Retrieve Sentinel data from Google Earth Engine

Defining the Google Earth Engine API

ee.Authenticate()
ee.Initialize(project='XXXXXX-XXXX-XXXXXX-XX') # Replace with your own project ID number

Defining settings, coordinates, masks, etc:

Defining the area from which you want to retrieve data:

latitude = 29.7785861
longitude = -95.0644278
bands = ['B2','B3','B4','B5','B6','B7','B8','B8A','B9','B11','B12', 'SCL']
buffer_meters = 20
cloudy_pixel_percentage = 20
masks_to_apply = [
    "water",
    "no_cloud_shadow",
    "no_clouds",
    "no_snow_ice",
    "no_saturated"
]

Sentinel-2 data retrieval:

from hydroanomaly import get_sentinel_bands

df = get_sentinel_bands(
    latitude=latitude,
    longitude=longitude,
    start_date=start_date,
    end_date=end_date,
    bands=bands,
    buffer_meters=buffer_meters,
    cloudy_pixel_percentage=cloudy_pixel_percentage,
    masks_to_apply=masks_to_apply
)

print(df.head())
print("=" * 70)
print(f"Retrieved {len(df)} rows")

Visualizing the map:

from hydroanomaly import show_sentinel_ndwi_map

Map = show_sentinel_ndwi_map(
    latitude, longitude, start_date, end_date,
    buffer_meters=buffer_meters, cloudy_pixel_percentage=cloudy_pixel_percentage, zoom=15)
Map

Time Series Plotting

Create visualizations of your water data:

from hydroanomaly.visualize import plot_timeseries
# For USGS data
plot_timeseries(USGSdata)
# For Sentinel data
plot_timeseries(df)
from hydroanomaly.visualize import plot_turbidity
# For USGS data
plot_turbidity(USGSdata)
from hydroanomaly.visualize import plot_sentinel
# For Sentinel data
plot_sentinel(df)
from hydroanomaly.visualize import plot_comparison
plot_comparison(USGSdata, df[['B6']], label1="Turbidity", label2="Sentinel-2 B6", title="Comparison: Turbidity vs Band 6")
from hydroanomaly import plot
# For Sentinel data
plot(df)
from hydroanomaly import visualize
# For USGS data
visualize(USGSdata)

NDVI:

import matplotlib.pyplot as plt
# Check available columns
print(df.columns)
print("=" * 70)
# Calculate NDVI if bands are available
if {'B4', 'B8'}.issubset(df.columns):
    df['NDVI'] = (df['B8'] - df['B4']) / (df['B8'] + df['B4'])
    df['NDVI'].plot(marker='o')
    plt.title("NDVI Time Series")
    plt.xlabel("Date")
    plt.ylabel("NDVI")
    plt.grid()
    plt.show()
else:
    print("NDVI bands (B4, B8) not found.

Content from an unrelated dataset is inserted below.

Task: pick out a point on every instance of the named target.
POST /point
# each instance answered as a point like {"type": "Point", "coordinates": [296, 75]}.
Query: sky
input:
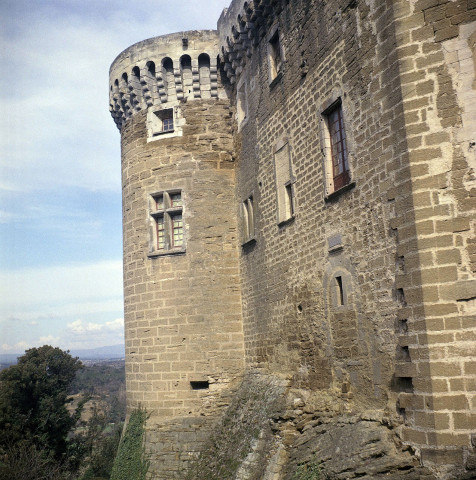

Try plotting individual bands:")
    df[['B2', 'B3', 'B4', 'B8']].plot()
    plt.title("Sentinel-2 Reflectance (selected bands)")
    plt.ylabel("Reflectance")
    plt.xlabel("Date")
    plt.grid()
    plt.show()

Machine Learning for Anomaly Detection of USGS Data

print(df.columns)
print("=" * 70)
display(df.head(2))
print("=" * 70)
print(USGSdata.columns)
print("=" * 70)
display(USGSdata.head(2))
USGSdata = USGSdata[~USGSdata.index.duplicated(keep='first')]
print(df.index.duplicated().sum())                     # Number of duplicate datetimes in df
print(USGSdata.index.duplicated().sum())               # Number of duplicate datetimes in USGSdata

OneClassSVM

from hydroanomaly.ml import run_oneclass_svm
df_out, params, f1 = run_oneclass_svm(df, USGSdata)
# F1 Score
print(f"F1: {f1:.3f}")

Isolation Forest

from hydroanomaly.ml import run_isolation_forest
df_out_if, params_if, f1_if = run_isolation_forest(df, USGSdata)
print(f"F1: {f1_if:.3f}")

Features

  • USGS & Sentinel-2 Data Retrieval

    • Download real-time and historical water data from USGS Water Services (any site, any parameter)
    • Retrieve Sentinel-2 satellite bands using Google Earth Engine for any location and time range
    • Automatic data cleaning, validation, and alignment between ground (USGS) and satellite (Sentinel) data
    • Synthetic data generation fallback for testing
    • Convenient CSV export functionality
  • Time Series & Satellite Visualization

    • Quick plotting for single or multiple water quality parameters
    • Multi-parameter and multi-site comparison plots
    • Satellite band and index visualization (NDVI, NDWI, etc.)
    • Statistical analysis plots (histograms, box plots, trendlines)
    • High-quality plot export (PNG, PDF, SVG) with auto legends and formatting
  • Machine Learning & Anomaly Detection

    • Built-in anomaly detection using One-Class SVM and Isolation Forest models
    • Visual comparison of predicted vs. true anomalies in time series data
    • Feature engineering for satellite and in-situ sensor data
    • Easy integration with Pandas workflows
  • Powerful Data Analysis Tools

    • Mathematical operations and filtering for hydrologic data
    • Statistical summaries, validation, and automated quality checks
    • Utilities for matching, joining, and synchronizing time series
  • Easy to Use

    • Simple, Pythonic API for rapid data exploration and analysis
    • One-liner data retrieval and plotting functions
    • Comprehensive error handling
    • Well-documented with step-by-step examples and tutorials

Find USGS site numbers at: https://waterdata.usgs.gov/nwis


Contributing

Contributions are welcome! Please feel free to submit a Pull Request.

License

This project is licensed under the MIT License - see the LICENSE file for details.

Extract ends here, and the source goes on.